Perhaps now, the shift of doing other things is just part of a change rather than a deduction from the life I had before stroke. I’m not saying all this hasn’t got me down about what’s happened, I have spent time lamenting not being able to attend to my garden borders with the same oomph I used to or cook for a family occasion without feeling completely frazzled. But I have to be shrewd now, and apply strategies to dealing with these things. That’s not a change in myself, it’s a change to my approach. Not necessarily negative ones either, although the reason is frequently not positive. Much of this approach has stemmed from taking care of my orchard, and letting go a bit. I have missed three pruning seasons after the stroke, I have had to tell myself that is okay, let the trees grow wild for a bit. I have done other things instead of pruning like my Tai chi, that’s a good thing. Tai chi is good.
I think the most remarkable change, if you like, is once bitten, twice shy.
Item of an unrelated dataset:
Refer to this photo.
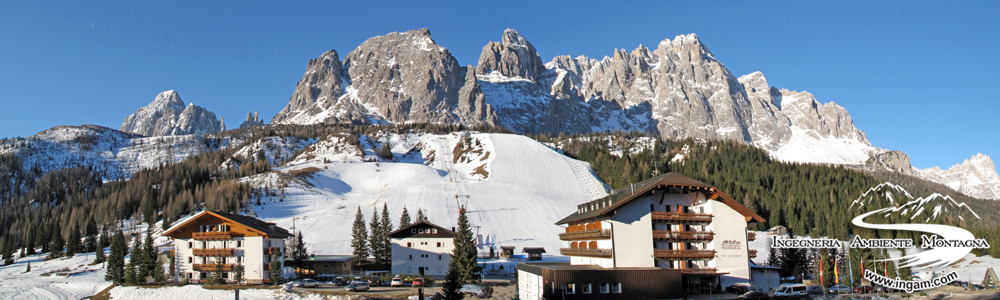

In the past, I would think nothing about going for long explorations into the woods. In my mind, the thought of adventuring in isolated places was all about the adventure and survival. In the past, I wouldn’t have considered that things like a stroke can just happen to people. Of course, I was aware of things like heart attacks and strokes, but they would never factor into what I was doing. Now, once bitten, twice shy. In the past it would be inconceivable to think I wouldn’t go wandering in the woods because I might have a stroke. This fearful part of my personality is the most radical change in who I am now compared with who I was before the stroke.
In my mind, I tell myself that I am Rupert who has had a stroke, and now Rupert does “this” instead of “that”, and Rupert lives “this way” instead of “that way”. I think it may come from being a writer, I see the overall narrative of things, and the different chapters in-between.